A mental exercise: Think of an elected official you particularly distrust. Imagine that person is given the key to disseminate any and all information about what he or she’s doing on the job — or keep it from you. Remember, a former Kansas City communications director alleged in a lawsuit earlier this year that City Manager Brian Platt directed him to lie about public projects to The Star and other local media.

Requiring legal documents to be published by a third party, where they can’t be altered once they’re released, provides a valuable layer of transparency.

Because if government can publish and control its own records, it can change them.

Independent proof Obama ‘birthers’ are wrong

The ludicrous Barack Obama “birther” controversy is a perfect example of the power and necessity of independent publishing. Would a president have the power to insert a phony birth certificate into Hawaii’s health department records? It’s plausible.

But birthers could never explain how contemporary Obama birth announcements appear in hundreds of extant copies of The Honolulu Advertiser and Honolulu Star-Bulletin, as well as on microfilm duplicated and archived in libraries across the country. Third-party publication is verification.

If anything, we should require more printed legal notices — not fewer, and certainly not none.

We fully realize what constitutes “publishing” has evolved radically since the advent of the internet. In the days before the World Wide Web existed, classified advertising made up a sizable chunk of a newspaper’s revenue. In the mid-1990s, it wasn’t unusual to see a Kansas City Star Sunday edition with job and want ads sections that stretched to 40 pages or more.

Craigslist and the uncountable other ways everyday people can get the word out about garage sales, employment opportunities or lost dogs have altered the world of print classifieds forever. Some of that change is for the better — you can update an online posting in an instant.

And some is much worse. The Star, like all publishers, takes its credibility seriously. If we discover someone supposedly renting an apartment or selling a car is actually running a scam, we pull the ad and take steps to make sure the fraudster can’t use our pages to deceive anyone else. Online? Good luck getting Facebook to help out when a crook hiding behind a fake profile photo passes a broken phone off on you.

Of course, The Hillsboro Star-Journal has a financial interest in those public notices, which are an important source of revenue especially for smaller papers, many of which continue to struggle with the world’s move online.

But newspapers still matter. “Kansans have made it clear that they prefer public notices in newspapers,” Emily Bradbury, executive director of the Kansas Press Association, told us in an email. “Eighty-two percent of Kansas adults read a Kansas newspaper — either print or digitally — each week. The reach of a newspaper website and print product is, on average, four times more than that of a city website.”

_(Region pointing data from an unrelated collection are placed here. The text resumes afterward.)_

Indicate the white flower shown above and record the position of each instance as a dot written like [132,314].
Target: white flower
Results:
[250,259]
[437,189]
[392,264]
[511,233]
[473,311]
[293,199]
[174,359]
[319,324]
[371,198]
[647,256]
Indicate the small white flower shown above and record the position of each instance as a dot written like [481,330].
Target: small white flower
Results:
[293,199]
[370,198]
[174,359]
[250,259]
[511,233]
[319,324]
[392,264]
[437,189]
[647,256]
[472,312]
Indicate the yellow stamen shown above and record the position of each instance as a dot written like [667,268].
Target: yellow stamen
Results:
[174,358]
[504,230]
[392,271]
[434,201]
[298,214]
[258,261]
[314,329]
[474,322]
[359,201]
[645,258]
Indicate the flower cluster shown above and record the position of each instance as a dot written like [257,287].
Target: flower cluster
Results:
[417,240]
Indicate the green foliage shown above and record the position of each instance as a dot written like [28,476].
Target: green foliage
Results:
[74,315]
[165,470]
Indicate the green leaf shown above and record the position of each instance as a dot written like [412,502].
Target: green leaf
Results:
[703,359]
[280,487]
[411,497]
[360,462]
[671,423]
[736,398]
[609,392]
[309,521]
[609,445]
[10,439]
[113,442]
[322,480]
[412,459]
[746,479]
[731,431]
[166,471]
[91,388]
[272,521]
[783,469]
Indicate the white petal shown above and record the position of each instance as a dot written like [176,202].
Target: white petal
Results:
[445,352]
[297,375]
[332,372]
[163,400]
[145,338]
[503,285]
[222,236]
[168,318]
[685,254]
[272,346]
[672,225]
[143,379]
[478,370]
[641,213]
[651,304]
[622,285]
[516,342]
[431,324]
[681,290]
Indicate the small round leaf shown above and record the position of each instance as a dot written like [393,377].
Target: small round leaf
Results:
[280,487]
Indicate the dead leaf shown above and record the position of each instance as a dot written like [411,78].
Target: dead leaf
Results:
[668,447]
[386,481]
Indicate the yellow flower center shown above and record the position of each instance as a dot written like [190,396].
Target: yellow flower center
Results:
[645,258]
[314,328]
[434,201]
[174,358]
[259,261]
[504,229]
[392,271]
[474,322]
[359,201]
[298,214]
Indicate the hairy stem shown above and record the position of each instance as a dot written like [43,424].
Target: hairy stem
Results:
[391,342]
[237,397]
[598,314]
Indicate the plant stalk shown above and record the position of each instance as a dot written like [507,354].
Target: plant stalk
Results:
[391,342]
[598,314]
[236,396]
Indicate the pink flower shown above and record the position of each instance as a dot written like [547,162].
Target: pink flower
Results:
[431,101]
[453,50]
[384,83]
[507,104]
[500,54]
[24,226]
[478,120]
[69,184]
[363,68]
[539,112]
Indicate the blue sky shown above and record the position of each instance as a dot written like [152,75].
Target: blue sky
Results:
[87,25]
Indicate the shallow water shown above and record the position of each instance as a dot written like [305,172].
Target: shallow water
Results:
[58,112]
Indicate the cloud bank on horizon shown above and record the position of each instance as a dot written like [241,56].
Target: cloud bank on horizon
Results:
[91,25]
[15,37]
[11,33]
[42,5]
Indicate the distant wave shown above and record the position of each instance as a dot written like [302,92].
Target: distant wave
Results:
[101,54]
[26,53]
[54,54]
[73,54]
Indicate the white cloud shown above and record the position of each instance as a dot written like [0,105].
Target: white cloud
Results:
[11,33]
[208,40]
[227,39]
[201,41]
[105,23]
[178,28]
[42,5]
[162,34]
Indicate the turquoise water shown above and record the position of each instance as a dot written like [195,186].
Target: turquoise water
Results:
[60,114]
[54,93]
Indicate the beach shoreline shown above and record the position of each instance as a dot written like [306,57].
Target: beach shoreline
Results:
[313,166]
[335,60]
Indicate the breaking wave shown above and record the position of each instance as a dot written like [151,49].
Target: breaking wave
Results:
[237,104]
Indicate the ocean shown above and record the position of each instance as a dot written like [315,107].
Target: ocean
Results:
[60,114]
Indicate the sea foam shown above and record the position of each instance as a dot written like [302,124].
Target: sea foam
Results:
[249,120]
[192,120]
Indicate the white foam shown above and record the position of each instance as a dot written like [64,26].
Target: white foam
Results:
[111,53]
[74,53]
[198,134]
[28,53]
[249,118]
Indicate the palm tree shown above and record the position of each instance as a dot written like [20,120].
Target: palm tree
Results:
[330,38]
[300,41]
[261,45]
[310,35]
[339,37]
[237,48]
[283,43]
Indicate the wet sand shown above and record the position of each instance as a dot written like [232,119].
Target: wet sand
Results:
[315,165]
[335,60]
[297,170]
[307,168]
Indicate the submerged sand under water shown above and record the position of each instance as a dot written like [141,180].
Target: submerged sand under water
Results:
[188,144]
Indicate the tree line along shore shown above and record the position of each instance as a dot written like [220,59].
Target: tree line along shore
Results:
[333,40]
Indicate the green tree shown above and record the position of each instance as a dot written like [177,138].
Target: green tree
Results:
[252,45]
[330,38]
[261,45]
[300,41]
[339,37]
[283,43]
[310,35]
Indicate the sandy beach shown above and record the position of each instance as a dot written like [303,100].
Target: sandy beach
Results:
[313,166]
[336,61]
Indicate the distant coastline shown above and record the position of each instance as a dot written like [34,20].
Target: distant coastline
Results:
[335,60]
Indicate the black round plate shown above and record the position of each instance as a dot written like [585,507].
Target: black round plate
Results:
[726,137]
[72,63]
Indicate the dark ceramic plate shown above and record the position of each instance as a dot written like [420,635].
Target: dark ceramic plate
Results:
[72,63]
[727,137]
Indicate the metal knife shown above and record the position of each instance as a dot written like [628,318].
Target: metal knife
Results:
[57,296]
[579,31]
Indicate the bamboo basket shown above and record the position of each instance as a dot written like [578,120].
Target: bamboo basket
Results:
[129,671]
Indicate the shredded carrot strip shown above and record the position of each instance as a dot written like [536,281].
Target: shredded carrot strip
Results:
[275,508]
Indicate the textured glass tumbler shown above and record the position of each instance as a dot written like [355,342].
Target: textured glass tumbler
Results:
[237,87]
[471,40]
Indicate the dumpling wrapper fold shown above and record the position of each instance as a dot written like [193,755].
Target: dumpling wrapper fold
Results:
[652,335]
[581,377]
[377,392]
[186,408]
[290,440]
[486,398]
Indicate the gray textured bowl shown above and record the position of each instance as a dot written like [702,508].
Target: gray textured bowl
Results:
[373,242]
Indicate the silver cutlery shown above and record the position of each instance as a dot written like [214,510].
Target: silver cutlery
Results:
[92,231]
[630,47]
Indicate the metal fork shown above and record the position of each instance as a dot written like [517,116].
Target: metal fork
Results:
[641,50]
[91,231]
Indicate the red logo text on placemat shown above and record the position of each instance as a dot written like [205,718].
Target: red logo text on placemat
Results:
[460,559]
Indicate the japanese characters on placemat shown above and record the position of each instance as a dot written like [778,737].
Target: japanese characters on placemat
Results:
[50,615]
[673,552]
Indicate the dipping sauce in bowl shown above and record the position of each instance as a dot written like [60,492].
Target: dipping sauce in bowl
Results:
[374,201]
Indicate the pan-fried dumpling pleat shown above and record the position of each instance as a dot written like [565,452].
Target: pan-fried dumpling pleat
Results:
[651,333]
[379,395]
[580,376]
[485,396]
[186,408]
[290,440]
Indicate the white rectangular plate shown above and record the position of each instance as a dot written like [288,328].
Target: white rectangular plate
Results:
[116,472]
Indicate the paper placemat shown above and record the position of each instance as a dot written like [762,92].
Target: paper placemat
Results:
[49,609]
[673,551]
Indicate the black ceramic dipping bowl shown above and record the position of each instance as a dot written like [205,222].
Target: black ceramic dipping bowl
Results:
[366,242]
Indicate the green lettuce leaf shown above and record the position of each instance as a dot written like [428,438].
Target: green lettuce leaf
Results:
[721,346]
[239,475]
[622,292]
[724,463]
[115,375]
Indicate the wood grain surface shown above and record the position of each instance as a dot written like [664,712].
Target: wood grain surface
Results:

Can this toothpaste be put back into the tube? Of course, the Legislature could update statutes to clarify what publishing means as we reach the one-quarter mark of the 21st century. Public notices belong in an independent, verifiable forum, outside the government’s control.

“Newspapers offer accountability, transparency and reach,” wrote Bradbury. “A city website doesn’t.” Kansans from towns of all sizes should demand independent verification from their elected officials — and that means showing their work to the people.